Today has been a better day. Well, actually today pretty much stunk. After going to bed sad I woke up better but not quite as right as usual. My day didn’t have any particularly terrible disasters, more like a string of things that just kept my day off kilter. And the more off things went, the worse my attitude went with it. By this afternoon I couldn’t decide if I want to scream, cry, or punch something. I just had too many emotions rolling around.
But, as always, the Lord knew what I needed. This evening He allowed Tim & I the opportunity to sit in a studio with a group of exceptionally talented musicians, and just listen. Music always speaks to me, it always has. And tonight’s music just seemed to roll away the anxiety and pent up frustration. It left me feeling calm and no longer out of control. It helped heal the hurts in my heart.
So tonight, the sad is still here but it isn’t as oppressive as it was last night, and for that I am so very thankful. I can already tell that tomorrow is going to be a better day.
I really don’t like the sad days. I don’t like feeling dark and lost. But I trust that my God has a plan for even that. I trust that my experience – the good, the bad and the ugly – all have a purpose. To encourage other families, to empathize with searing loss, so that we can invest in other people. So we can share hope.
11 No, the Lord’s delight is in those who fear him, those who put their hope in his unfailing love.
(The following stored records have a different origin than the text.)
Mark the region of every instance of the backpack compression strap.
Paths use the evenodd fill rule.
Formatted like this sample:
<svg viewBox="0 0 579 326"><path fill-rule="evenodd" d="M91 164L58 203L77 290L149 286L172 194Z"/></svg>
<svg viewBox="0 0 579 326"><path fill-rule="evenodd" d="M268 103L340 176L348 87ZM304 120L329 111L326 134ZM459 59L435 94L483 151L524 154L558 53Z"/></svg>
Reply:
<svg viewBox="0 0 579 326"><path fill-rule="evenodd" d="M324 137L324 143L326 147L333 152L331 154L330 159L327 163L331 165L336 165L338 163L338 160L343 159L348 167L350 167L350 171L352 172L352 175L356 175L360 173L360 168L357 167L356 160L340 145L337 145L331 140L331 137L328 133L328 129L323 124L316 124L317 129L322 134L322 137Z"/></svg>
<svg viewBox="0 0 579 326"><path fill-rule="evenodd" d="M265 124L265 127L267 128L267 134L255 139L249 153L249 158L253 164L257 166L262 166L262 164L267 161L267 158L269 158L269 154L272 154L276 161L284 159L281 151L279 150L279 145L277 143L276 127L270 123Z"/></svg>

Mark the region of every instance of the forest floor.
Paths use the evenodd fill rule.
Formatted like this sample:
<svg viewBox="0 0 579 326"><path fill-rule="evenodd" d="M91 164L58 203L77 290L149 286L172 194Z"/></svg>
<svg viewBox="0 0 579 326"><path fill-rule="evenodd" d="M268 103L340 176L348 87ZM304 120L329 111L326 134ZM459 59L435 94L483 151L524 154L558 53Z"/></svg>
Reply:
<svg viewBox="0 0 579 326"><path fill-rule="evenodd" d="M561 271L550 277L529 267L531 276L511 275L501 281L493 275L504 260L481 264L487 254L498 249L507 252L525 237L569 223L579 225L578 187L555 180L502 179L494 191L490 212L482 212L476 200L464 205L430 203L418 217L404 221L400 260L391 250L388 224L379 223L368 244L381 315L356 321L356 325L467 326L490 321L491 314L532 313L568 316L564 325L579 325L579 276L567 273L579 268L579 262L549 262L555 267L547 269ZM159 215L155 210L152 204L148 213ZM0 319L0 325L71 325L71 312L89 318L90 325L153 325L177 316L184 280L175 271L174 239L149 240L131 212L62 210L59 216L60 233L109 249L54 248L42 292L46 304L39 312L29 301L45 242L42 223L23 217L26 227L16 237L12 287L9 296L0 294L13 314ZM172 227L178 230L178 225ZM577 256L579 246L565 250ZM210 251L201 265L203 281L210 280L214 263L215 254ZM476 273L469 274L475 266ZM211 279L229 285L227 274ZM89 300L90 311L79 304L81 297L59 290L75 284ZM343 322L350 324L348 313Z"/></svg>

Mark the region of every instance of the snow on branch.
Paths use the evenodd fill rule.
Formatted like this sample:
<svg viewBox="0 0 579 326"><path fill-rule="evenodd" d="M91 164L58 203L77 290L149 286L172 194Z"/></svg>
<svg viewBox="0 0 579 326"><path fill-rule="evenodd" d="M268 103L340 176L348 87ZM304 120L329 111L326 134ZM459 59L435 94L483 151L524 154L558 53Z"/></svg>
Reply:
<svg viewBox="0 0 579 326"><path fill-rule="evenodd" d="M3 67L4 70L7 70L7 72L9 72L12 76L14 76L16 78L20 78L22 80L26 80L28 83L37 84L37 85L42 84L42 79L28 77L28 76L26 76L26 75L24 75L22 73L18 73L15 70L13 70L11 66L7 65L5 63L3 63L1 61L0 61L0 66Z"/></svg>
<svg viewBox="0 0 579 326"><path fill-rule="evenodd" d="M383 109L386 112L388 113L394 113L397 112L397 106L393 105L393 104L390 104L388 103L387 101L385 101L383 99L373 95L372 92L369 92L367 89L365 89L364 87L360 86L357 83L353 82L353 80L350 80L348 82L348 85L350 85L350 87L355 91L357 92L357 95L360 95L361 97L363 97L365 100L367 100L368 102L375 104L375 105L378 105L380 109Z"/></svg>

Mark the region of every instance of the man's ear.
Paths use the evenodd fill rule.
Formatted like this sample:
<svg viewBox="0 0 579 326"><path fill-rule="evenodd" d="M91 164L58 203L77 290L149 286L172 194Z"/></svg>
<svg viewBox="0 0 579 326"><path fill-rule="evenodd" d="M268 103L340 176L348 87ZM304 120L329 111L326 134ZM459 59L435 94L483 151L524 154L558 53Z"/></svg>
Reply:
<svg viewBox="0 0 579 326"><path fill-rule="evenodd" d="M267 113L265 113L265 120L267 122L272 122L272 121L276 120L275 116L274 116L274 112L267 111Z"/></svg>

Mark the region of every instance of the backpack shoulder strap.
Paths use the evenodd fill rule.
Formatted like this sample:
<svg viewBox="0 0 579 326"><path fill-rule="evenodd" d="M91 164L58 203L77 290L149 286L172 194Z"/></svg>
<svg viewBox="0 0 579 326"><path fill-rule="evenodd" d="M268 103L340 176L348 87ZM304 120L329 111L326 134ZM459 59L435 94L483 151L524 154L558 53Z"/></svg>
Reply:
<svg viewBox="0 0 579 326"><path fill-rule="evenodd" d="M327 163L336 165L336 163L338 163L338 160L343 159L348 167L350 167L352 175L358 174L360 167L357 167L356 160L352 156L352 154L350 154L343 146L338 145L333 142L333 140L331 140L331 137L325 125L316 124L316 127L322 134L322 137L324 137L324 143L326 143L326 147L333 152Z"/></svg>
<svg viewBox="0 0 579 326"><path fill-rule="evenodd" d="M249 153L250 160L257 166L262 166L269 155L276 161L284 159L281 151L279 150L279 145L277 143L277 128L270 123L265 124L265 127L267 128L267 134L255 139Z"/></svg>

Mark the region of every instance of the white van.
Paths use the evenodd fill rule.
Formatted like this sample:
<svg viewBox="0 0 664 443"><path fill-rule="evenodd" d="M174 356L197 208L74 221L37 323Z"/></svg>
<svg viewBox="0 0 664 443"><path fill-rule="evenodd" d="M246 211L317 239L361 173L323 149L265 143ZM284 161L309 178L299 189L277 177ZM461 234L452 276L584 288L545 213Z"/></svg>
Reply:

2 Because of our faith, Christ has brought us into this place of undeserved privilege where we now stand, and we confidently and joyfully look forward to sharing God’s glory. 3 We can rejoice, too, when we run into problems and trials, for we know that they help us develop endurance. 4 And endurance develops strength of character, and character strengthens our confident hope of salvation. 5 And this hope will not lead to disappointment. For we know how dearly God loves us, because he has given us the Holy Spirit to fill our hearts with his love.